Sheila Scotter: A Life in Black and White (An Obituary)

Sheila Scotter was the original Anna Wintour. The first editor-in-chief of Vogue Australia, she was one of the most formidable, influential, frightening and famously fastidious and stylish women in fashion. She was also one of the most observant. I know tough-spined gay designers who would shake with nerves and change three times before they presented themselves at her impeccable front door. And even then they'd bring a change of clothes in case they spilled something on themselves on the way.

"Miss Scotter always knew if you had stained yourselves with nerves!" one of them told me with a laugh one day.

{Photo: Eric Blaich}

Known for her love of black and white – she wore no other colour – Sheila Scotter ruled Australian fashion for much of the 1960s and beyond. She took Vogue Australia and turned it into a must-have read, full of glamour, manners and the kind of poise many of us miss when we read fashion mags today. In the process, she put Australia's style on the international map. Go to any newsstand in London and you'll see it's still there.

I knew her briefly in the early 2000s and she terrified me. I was a columnist and she invited me to join a  club she had thoughtfully founded for women called The Busy Sheilas. Too intimidated to refuse, I turned up to a luncheon at Crown. Alas, we were on deadline that day and so I was three minutes late. The dressing down I received made everyone at the table quake. And then when I didn't have cash to pay my $20 share (I was in a rush on the way there), well... there was no going back to the Busy Sheilas then! Miss Scotter hated credit cards as much as she did tardiness. I was officially dismissed.

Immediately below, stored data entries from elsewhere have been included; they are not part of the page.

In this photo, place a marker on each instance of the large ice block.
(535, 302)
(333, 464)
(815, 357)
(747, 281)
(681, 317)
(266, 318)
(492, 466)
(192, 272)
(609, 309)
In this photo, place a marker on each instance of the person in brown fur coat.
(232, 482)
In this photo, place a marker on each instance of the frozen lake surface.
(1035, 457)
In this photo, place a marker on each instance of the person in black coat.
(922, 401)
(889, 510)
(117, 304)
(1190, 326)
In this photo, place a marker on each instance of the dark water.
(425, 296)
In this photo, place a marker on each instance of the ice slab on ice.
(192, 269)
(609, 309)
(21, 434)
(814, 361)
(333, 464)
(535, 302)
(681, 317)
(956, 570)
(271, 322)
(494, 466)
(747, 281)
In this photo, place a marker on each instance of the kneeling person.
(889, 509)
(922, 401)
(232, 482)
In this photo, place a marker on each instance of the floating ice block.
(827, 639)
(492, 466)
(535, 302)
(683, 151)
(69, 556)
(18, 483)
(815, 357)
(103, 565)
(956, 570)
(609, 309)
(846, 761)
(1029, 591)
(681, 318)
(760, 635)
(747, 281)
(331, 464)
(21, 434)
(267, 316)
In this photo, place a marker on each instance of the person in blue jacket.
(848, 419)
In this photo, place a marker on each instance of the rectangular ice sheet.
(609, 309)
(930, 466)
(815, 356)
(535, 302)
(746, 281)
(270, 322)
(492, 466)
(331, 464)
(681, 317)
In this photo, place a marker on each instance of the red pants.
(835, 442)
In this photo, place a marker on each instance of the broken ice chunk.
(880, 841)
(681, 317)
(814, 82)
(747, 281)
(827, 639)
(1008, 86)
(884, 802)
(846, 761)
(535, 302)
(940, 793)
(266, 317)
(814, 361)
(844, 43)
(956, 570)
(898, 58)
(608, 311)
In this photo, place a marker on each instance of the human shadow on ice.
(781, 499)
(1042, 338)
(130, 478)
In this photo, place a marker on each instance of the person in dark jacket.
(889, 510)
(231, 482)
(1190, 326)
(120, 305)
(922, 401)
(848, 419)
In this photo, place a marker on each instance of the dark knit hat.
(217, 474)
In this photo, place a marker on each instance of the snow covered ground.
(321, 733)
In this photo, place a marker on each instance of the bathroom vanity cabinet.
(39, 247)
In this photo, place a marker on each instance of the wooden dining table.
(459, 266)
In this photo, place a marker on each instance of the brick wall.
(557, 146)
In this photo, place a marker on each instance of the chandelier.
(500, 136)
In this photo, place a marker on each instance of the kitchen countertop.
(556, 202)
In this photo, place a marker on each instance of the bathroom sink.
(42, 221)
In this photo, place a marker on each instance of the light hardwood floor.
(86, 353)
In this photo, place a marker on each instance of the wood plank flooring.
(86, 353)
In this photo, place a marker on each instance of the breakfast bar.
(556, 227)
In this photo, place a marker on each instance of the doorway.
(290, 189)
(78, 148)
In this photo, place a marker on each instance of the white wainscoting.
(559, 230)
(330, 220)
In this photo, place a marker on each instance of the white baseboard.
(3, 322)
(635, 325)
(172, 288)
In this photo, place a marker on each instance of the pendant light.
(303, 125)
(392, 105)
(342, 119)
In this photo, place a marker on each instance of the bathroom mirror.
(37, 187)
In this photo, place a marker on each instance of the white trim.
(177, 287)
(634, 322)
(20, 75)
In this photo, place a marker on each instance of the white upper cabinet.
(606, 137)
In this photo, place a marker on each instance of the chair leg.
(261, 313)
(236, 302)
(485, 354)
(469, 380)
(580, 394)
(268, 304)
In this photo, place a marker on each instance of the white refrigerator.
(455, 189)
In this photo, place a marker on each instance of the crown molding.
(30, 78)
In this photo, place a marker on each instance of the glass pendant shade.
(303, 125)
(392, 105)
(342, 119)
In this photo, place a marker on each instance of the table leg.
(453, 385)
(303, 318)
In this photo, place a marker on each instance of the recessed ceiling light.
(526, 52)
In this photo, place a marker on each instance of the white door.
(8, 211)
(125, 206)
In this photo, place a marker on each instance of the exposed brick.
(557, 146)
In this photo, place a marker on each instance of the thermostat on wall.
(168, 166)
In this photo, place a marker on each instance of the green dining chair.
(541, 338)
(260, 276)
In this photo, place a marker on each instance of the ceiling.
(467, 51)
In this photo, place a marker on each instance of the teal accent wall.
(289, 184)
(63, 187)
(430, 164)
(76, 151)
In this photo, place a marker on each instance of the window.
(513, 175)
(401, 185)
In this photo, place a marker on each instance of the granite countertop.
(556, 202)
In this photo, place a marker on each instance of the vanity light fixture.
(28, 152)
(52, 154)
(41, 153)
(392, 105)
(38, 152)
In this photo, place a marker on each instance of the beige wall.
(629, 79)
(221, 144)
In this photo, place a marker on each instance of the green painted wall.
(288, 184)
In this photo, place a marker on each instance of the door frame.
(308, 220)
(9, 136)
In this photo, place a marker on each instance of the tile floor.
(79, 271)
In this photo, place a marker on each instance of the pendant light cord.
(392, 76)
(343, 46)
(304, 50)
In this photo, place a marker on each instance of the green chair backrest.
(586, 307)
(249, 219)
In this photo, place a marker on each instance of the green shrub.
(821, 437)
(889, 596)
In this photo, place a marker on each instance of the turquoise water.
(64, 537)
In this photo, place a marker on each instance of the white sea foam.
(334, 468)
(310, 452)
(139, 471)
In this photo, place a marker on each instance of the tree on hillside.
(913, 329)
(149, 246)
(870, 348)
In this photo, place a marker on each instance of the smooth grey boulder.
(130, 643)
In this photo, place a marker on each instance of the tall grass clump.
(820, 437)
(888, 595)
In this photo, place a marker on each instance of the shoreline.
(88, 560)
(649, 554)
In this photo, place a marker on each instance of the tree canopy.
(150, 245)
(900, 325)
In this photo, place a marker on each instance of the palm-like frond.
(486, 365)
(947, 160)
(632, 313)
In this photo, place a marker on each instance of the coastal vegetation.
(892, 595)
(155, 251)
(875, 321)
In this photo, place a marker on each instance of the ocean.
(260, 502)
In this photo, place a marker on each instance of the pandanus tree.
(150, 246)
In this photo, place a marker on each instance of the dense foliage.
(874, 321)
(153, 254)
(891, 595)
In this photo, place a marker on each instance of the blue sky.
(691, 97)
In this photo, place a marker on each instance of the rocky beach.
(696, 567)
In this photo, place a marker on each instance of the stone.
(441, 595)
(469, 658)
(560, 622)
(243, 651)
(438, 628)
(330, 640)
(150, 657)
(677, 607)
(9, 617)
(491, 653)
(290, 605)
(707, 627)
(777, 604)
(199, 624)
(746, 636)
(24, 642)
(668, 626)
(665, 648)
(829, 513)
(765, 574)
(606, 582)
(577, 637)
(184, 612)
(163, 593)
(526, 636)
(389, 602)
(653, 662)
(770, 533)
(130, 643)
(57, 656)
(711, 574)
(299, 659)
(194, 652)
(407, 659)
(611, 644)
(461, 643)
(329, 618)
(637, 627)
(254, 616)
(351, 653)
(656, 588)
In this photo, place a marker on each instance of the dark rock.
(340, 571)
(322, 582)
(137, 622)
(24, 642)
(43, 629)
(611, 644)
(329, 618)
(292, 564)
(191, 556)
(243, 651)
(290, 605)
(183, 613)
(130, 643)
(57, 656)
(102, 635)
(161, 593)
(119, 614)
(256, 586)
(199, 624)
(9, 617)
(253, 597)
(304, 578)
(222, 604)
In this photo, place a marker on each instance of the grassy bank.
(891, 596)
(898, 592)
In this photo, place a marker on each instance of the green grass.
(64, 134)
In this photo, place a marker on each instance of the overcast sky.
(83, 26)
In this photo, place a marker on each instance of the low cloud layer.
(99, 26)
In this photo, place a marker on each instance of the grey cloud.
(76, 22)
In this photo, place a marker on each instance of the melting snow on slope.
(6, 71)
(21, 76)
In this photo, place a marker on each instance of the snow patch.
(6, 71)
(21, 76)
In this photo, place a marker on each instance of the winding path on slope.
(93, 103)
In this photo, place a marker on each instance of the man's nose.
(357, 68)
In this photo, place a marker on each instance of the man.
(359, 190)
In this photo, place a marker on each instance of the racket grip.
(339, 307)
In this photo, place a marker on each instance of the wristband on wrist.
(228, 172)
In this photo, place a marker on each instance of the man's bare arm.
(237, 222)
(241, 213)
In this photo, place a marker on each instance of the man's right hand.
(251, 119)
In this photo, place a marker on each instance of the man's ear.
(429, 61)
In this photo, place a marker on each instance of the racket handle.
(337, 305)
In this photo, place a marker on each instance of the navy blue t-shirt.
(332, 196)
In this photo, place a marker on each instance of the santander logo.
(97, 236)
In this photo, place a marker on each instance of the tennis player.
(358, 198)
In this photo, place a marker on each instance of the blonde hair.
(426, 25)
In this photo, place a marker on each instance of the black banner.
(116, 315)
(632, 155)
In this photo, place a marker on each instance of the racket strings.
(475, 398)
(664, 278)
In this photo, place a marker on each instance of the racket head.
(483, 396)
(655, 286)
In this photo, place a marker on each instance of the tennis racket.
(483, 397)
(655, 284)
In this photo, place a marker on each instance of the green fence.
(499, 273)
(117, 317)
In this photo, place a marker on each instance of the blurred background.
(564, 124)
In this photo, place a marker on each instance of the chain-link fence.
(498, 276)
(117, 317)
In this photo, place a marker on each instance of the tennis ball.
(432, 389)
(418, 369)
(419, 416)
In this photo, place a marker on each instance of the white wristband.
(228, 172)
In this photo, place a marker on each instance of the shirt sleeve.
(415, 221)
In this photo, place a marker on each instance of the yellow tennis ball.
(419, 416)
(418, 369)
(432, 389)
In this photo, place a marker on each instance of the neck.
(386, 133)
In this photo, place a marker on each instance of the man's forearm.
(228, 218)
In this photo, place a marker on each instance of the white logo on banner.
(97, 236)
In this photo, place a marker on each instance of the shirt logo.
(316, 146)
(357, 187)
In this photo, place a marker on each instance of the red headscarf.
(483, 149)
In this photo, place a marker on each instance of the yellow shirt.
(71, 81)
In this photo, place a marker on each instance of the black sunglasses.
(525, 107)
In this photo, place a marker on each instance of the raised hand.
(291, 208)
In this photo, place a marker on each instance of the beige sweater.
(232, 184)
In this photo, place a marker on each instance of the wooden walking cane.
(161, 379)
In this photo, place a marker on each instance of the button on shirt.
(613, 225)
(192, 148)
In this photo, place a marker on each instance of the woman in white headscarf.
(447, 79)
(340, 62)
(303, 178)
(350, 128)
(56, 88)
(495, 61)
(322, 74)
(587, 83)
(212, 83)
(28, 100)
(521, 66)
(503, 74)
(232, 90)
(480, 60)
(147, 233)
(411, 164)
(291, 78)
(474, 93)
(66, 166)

A few weeks after that incident, two distinguished gay guys I know went to pay a visit. They wore Dior. With white pocket handkerchiefs. "They need to be straighter," she said, and graciously refolded them. Then she began educating them on the importance of a good trouser cut. When she bent down to explain, one of them almost wet his pants in fear.

Surprisingly – or perhaps not – she had many gay friends. She respected their style. And she adored their gossipy stories. Some of them didn't make the cut, of course, to use a fashion pun. But several stayed by her side right until the end, tolerant of her relentless critiques and sartorial comments. I smiled when I heard that they used to visit in groups – "safety in numbers", as one quipped.

The Sartorialist's Scott Schuman shot her in 2009 for a Saba ad campaign (above). Like many, he became very taken with her. "She oozed intimidating old school charm," he said, and his photos clearly showed the respect. Look at the white gloves. And the cane! I suspect that's a Chanel camellia too. But look how she's dressed it up with a black-and-white ribbon. Oh Sheila. You still had it. Even at 88.

She knew it, too. She once said: "There is something about style, and I've definitely got it!" The quote still makes me laugh out loud.

One of her favourite outfits was a black Balenciaga raincoat. Have you ever seen such a glamorous mac? {Image by Richard Cisar-Wright}

Here's a model wearing the chic slicker. Nope. I like Sheila in it better.

The only style faux pas I ever saw her make was during one interview where she was filmed speaking with her chin resting on her hand (above). Those trained to speak in the media know you don't put your hands anywhere near your face when answering questions. I suspect Miss Scotter would have realised this in hindsight. Her face looks strangely tight. And the pose isn't her usual ladylike style. (Although her manicure looks magnificent!)

Like Anna Wintour, Sheila believed women should "tread lightly" on their feet. There was no clump-clumping along the halls of Vogue when Miss Scotter was in charge. I always remember tip-toeing whenever I was near her. I was terrified of wearing heels. Especially if floorboards were going to be in the way.

A remarkable woman, she planned her outfits to the very end. She even decided on her burial outfit: a white silk dressing gown – "to keep me warm", she said. I suspect the mourners will be wearing monochrome in fitting tribute.

Sheila Scotter passed away on Good Friday, aged 91. After all these years, she will finally join her mentors – including Diana Vreeland, with whom she worked – up there in the big Editorial Office in the sky.